Surface	Contract	Result
Python + Vivado Tcl	Manifest validation and deterministic ZU3EG/ZU9EG batch Tcl generation	`122678.065` ns/manifest median over 2 manifests x 2000 iterations x 7 repeats
Rust	Target-aware SystemVerilog emission and conservative resource reporting for a 64x32 dense graph	`130835.757` ns/emit median over 2000 iterations x 7 repeats

The Rust report estimates 2048 DSPs for a one-DSP-per-MAC 64x32 dense graph. That exceeds the ZU3EG budget of 360, while the BRAM estimate 2 fits the budget 216. This over-budget DSP result is intentional fail-closed evidence: SC-NeuroCore must not claim that this unfurled graph fits ZU3EG until a folded or time-multiplexed dense implementation is added and validated.
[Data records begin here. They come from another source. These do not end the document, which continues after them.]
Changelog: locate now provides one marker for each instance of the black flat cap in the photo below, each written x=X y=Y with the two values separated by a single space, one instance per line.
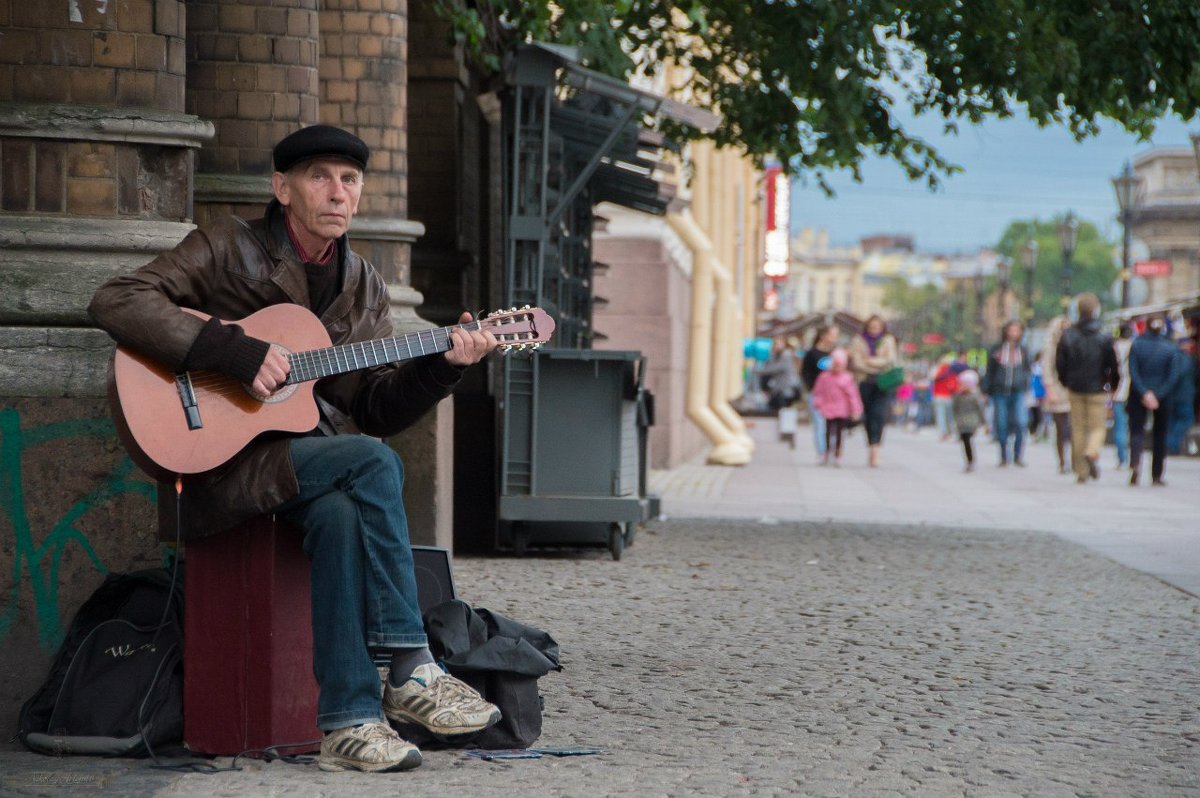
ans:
x=317 y=142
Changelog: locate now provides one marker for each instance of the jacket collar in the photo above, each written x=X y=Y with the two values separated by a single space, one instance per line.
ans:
x=289 y=273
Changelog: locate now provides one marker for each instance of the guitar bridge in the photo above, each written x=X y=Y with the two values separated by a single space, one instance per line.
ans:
x=187 y=399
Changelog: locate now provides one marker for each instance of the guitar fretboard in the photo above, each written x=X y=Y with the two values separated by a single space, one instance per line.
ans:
x=315 y=364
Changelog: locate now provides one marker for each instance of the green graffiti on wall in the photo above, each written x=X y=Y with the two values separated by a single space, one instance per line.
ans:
x=39 y=563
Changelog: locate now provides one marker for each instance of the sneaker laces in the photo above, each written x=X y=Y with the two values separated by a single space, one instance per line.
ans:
x=455 y=691
x=378 y=733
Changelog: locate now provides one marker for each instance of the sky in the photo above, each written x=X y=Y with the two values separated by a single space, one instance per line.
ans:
x=1012 y=169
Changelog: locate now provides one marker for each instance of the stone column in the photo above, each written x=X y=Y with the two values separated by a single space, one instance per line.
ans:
x=364 y=88
x=253 y=75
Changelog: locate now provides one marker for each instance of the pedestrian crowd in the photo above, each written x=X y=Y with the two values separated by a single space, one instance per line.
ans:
x=1083 y=388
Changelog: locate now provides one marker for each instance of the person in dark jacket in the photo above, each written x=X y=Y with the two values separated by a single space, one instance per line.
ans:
x=1153 y=373
x=1006 y=382
x=1183 y=400
x=342 y=489
x=1087 y=366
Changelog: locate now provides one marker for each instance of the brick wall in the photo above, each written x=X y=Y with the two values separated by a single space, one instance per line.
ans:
x=94 y=179
x=120 y=53
x=253 y=75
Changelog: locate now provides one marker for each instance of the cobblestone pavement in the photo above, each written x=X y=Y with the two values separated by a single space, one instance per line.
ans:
x=730 y=658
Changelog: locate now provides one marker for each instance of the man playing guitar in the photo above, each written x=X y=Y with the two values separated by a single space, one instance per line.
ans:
x=343 y=489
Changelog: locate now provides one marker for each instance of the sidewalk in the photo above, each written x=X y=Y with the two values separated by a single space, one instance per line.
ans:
x=759 y=655
x=921 y=481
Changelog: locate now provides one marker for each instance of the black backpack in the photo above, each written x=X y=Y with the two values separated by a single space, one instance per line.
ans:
x=117 y=684
x=503 y=660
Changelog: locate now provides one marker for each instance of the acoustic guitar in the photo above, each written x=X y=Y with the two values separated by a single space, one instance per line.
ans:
x=189 y=423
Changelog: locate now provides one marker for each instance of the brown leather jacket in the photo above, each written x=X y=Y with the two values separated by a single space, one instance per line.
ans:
x=229 y=270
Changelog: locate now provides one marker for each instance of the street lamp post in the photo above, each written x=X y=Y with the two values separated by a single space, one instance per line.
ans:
x=1031 y=264
x=1068 y=234
x=1195 y=150
x=1127 y=187
x=978 y=287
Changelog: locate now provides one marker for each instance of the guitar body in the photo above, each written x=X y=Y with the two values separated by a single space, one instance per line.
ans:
x=186 y=424
x=153 y=420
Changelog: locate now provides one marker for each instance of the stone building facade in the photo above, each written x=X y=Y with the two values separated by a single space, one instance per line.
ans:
x=1168 y=221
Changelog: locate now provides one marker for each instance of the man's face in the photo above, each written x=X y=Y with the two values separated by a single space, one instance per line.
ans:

The generated Tcl and Rust target metadata use the Zynq UltraScale+ DSP48E2 primitive baseline. The checked-in XDC files are clock/timing baselines only; they intentionally avoid PACKAGE_PIN and LOC constraints until a board-revision pin manifest is verified.

UltraScale+ dense folding (2026-06-04)¶

This benchmark exercises the resource-safe fold plan added after the ZU3EG target benchmark proved that an unfurled 64x32 dense layer would require 2,048 DSPs. The shared Python and Rust planners use row-group folding: five output rows are processed per cycle with all 64 input lanes live, using 320 DSPs per compute cycle and completing the 32 output rows in seven cycles.

Surface	Contract	Result
Python + SystemVerilog	Planner parity plus bounded 8x8 HDL elaboration for `sc_dense_folded_q88_core`	`2447.444` ns/plan median over 20000 iterations x 7 repeats; Yosys reports 240 generic cells
Rust	`SvTarget::dense_fold_plan(64, 32)`	`6.661` ns/plan median over 20000 iterations x 7 repeats

Both runs used the runtime cpuset shield on CPUs 10-11. The Yosys evidence is a bounded parameterised elaboration check, not a Vivado ZU3EG utilisation report. The folded HDL core implements deterministic Q8.8-weight/Q16.16-MAC dense execution and is covered by Icarus simulation; it must be selected deliberately by deployment code and does not silently replace the existing stochastic dense path.